> It's easy to get overwhelmed by all the moving pieces
Exactly my thoughts! Isn't there something (open source and as good as Prometheus+Grafana) that doesn't have as many moving parts as the stack used by OP? I can imagine there are many use cases for that: from side projects (homelabs) to small startups that don't have huge distributed systems, but still need monitoring (without relying on third-parties).
Ideally, my setup would be:
- install an agent in each server I'm interesting in gathering metrics from. In this regard, Prometheus works just fine
- one service to handle logs/metrics/traces ingestion and that allows you to search and visualize your stuff in nice dashboards. Grafana works, but it doesn't support logs and traces out of the box (you need Loki for that)
So, basically 2 pieces of software (if they can be installed by just dropping a binary, even better)
I think there's nothing currently that combines both logging and metrics into one easy package and visualizes it, but it's also something I would love to have.
Vector[1] would work as the agent, being able to collect both logs and metrics. But the issue would then be storing it. I'm assuming the Elastic Stack might now be able to do both, but it's just to heavy to deal with in a small setup.
A couple of months ago I took a brief look at that when setting up logging for my own homelab (https://pv.wtf/posts/logging-and-the-homelab). Mostly looking at the memory usage to fit it on my synology. Quickwit[2] and Log-Store[3] both come with built in web interfaces that reduce the need for grafana, but neither of them do metrics.
Side note: it should be possible to tweak some config parameters to optimize the memory usage or cpu usage of quickwit. Ask us on the discord server next time :)
Yeah, I was a little bit surprised it was so close. And I've been using tantivy (the library which powers quickwit afaik) in another side project where it used comparatively less.
Might jump in there then as an excuse to fiddle a bit more with the homelab soon then :)
I use Telegraf (collector) + Influx (storage) + Grafana (visualization and alerting). Telegraf is amazingly simple to use for collection and has a ton of plugins available.
I also started with that stack, but swapped out InfluxDB for Postgres + TimescaleDB extension, which adds timeseries workflows (transparent partitioning, compression, data retention, continuous aggregates, …).
I found InfluxDB to be lacking in terms of permissions management, flexibility regarding queries (SQL, joins), data retention, ability to debug problems. In Postgres, for example, I can look into the execution plan of a statement, log long running queries, and so on.
Telegraf as an agent is very flexible; it has input plugins for every task I could want, and besides it’s default „pull workflow“ (checks on defined interval) I also like to push new metrics directly to the Telegraf inputs.socket plugin from my scripts (backup stats, …).
How do you get data from Telegraf into Postgres/TimescaleDB?
I was interested in swapping out InfluxDB, but it turned out to be somewhat difficult to send data from Telegraf to Postgres. It's not as simple as making an HTTP post, like you can do with InfluxDB.

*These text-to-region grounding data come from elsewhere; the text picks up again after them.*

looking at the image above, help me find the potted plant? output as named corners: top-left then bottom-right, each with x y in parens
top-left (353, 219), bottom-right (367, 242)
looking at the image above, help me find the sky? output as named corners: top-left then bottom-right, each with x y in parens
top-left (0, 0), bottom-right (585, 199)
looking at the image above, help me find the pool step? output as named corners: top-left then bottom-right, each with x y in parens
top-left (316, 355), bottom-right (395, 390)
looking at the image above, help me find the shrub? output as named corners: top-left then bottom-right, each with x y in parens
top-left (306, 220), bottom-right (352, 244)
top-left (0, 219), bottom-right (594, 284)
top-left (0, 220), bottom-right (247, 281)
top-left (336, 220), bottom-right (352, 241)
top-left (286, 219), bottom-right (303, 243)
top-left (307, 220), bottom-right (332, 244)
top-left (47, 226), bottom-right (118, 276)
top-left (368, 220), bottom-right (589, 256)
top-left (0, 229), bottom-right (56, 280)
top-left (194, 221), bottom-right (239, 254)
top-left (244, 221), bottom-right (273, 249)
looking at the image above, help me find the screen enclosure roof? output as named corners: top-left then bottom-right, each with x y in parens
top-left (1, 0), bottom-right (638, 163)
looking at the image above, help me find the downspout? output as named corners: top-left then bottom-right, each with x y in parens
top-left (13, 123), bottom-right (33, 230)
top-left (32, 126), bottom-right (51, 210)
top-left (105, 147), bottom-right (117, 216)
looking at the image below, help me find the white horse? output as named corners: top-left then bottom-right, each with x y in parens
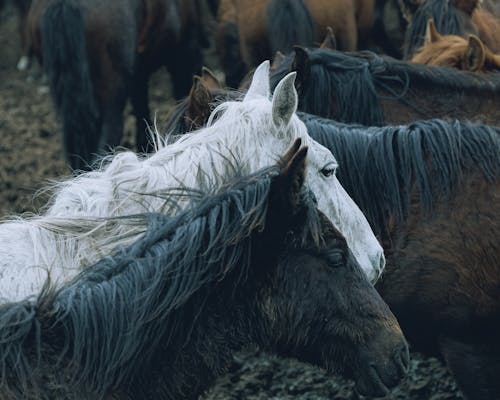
top-left (0, 61), bottom-right (384, 303)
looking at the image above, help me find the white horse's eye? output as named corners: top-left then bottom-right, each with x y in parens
top-left (320, 162), bottom-right (337, 177)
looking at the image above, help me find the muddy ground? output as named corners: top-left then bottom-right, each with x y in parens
top-left (0, 7), bottom-right (464, 400)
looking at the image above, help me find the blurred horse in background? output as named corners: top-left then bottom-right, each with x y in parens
top-left (402, 0), bottom-right (500, 58)
top-left (25, 0), bottom-right (205, 170)
top-left (411, 18), bottom-right (500, 72)
top-left (0, 0), bottom-right (32, 69)
top-left (216, 0), bottom-right (374, 87)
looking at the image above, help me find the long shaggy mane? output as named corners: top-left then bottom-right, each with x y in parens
top-left (271, 48), bottom-right (500, 125)
top-left (301, 113), bottom-right (500, 236)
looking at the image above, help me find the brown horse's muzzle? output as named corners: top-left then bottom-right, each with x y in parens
top-left (354, 325), bottom-right (410, 397)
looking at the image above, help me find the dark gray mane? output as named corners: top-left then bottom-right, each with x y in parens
top-left (300, 113), bottom-right (500, 237)
top-left (271, 48), bottom-right (500, 125)
top-left (404, 0), bottom-right (469, 57)
top-left (0, 163), bottom-right (321, 398)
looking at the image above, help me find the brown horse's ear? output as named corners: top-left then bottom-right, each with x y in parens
top-left (292, 46), bottom-right (311, 91)
top-left (278, 139), bottom-right (308, 211)
top-left (200, 66), bottom-right (223, 90)
top-left (271, 51), bottom-right (286, 71)
top-left (424, 18), bottom-right (441, 44)
top-left (465, 35), bottom-right (486, 71)
top-left (186, 75), bottom-right (213, 130)
top-left (320, 26), bottom-right (337, 50)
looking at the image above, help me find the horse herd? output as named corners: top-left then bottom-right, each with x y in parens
top-left (0, 0), bottom-right (499, 399)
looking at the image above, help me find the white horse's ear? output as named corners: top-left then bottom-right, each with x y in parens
top-left (244, 60), bottom-right (270, 100)
top-left (271, 72), bottom-right (298, 129)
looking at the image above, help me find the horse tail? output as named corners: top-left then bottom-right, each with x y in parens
top-left (42, 0), bottom-right (99, 170)
top-left (266, 0), bottom-right (314, 54)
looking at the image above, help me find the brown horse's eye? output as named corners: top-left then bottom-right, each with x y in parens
top-left (326, 248), bottom-right (345, 268)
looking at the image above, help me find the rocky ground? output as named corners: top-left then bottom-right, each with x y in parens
top-left (0, 6), bottom-right (464, 399)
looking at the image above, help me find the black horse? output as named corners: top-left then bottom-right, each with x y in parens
top-left (0, 141), bottom-right (408, 399)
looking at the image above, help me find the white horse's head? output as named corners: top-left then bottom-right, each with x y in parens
top-left (0, 61), bottom-right (384, 305)
top-left (218, 61), bottom-right (385, 282)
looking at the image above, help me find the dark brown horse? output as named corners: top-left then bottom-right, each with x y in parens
top-left (0, 142), bottom-right (409, 399)
top-left (26, 0), bottom-right (204, 170)
top-left (215, 0), bottom-right (374, 87)
top-left (297, 113), bottom-right (500, 400)
top-left (411, 18), bottom-right (500, 72)
top-left (402, 0), bottom-right (500, 58)
top-left (164, 71), bottom-right (500, 399)
top-left (268, 47), bottom-right (500, 126)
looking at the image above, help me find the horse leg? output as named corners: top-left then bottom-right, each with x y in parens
top-left (215, 16), bottom-right (246, 87)
top-left (130, 64), bottom-right (153, 154)
top-left (97, 68), bottom-right (129, 158)
top-left (440, 336), bottom-right (500, 400)
top-left (167, 33), bottom-right (203, 99)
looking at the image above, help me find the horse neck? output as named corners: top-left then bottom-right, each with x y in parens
top-left (47, 125), bottom-right (273, 219)
top-left (378, 78), bottom-right (500, 125)
top-left (123, 274), bottom-right (265, 399)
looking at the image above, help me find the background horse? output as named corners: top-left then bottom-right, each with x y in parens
top-left (0, 144), bottom-right (409, 399)
top-left (25, 0), bottom-right (205, 169)
top-left (300, 113), bottom-right (500, 400)
top-left (402, 0), bottom-right (500, 58)
top-left (0, 63), bottom-right (385, 303)
top-left (269, 47), bottom-right (500, 125)
top-left (216, 0), bottom-right (374, 87)
top-left (411, 18), bottom-right (500, 71)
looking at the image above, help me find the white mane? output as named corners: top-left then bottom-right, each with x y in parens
top-left (0, 61), bottom-right (385, 303)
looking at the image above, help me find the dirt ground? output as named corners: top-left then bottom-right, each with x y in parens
top-left (0, 7), bottom-right (464, 400)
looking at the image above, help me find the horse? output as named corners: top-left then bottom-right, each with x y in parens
top-left (268, 46), bottom-right (500, 125)
top-left (298, 113), bottom-right (500, 400)
top-left (411, 18), bottom-right (500, 71)
top-left (0, 143), bottom-right (409, 399)
top-left (25, 0), bottom-right (205, 170)
top-left (0, 62), bottom-right (385, 303)
top-left (215, 0), bottom-right (374, 87)
top-left (402, 0), bottom-right (500, 58)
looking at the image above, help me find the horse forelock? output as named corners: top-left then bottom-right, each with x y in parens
top-left (304, 114), bottom-right (500, 237)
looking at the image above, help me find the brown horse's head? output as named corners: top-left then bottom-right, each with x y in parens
top-left (411, 18), bottom-right (500, 71)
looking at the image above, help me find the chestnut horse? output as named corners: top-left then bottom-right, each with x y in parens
top-left (411, 18), bottom-right (500, 72)
top-left (216, 0), bottom-right (374, 87)
top-left (402, 0), bottom-right (500, 58)
top-left (26, 0), bottom-right (204, 170)
top-left (269, 47), bottom-right (500, 126)
top-left (299, 113), bottom-right (500, 400)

+1 for Telegraf (with Prometheus and Grafana), rolled out a monitoring stack for our internal network in something like 2 days when a colleague had been manually checking `top` for years each morning. Huge benefit.
My simple-as-dirt solution is generally to use InfluxDB + Grafana. InfluxDB provides a nice HTTP interface that all of my devices simply POST to. I write all the queries myself, because I find that it's a heck of lot easier than to track down individual agents/plugins that actually work.
The closest thing may well be Elasticsearch (and Kibana for visualisation), if you are fine with the Elastic license. As its document format is very flexible, it can be used to store logs, metrics, and traces.
It'll be a solution inferior to specialised tools like Prometheus, Mirmir, Tempo, though. And some may be put off by the difficulty of running Elasticsearch.
Alternatives could be other general purpose databases.
Telegraf is a single agent that collects a nice amount of metrics and send it to many databases. I prefer to use telegraf (and scripts) to collect the metrics into influxdb and then grafana.
Telegraf have some log parsing/extraction functionality, but for something more generic promtail+loki would be better.
I've had great success using this helm chart to install the entire stack into my EKS clusters. Even if you're not using Kubernetes, it's still a useful example for how everything should fit together.
https://github.com/prometheus-community/helm-charts/tree/mai...
Ditto. I've recently just completed a migration from Thanos to Mimir, and I've found that its much easier to operate and administrate. Still stuck on Elastic for logs but I'm slowly convincing developers Loki can be just as effective.
...and also for one of my side projects, OSRBeyond.
It's easy to get overwhelmed by all the moving pieces, but it's also a lot of _fun_ to set up.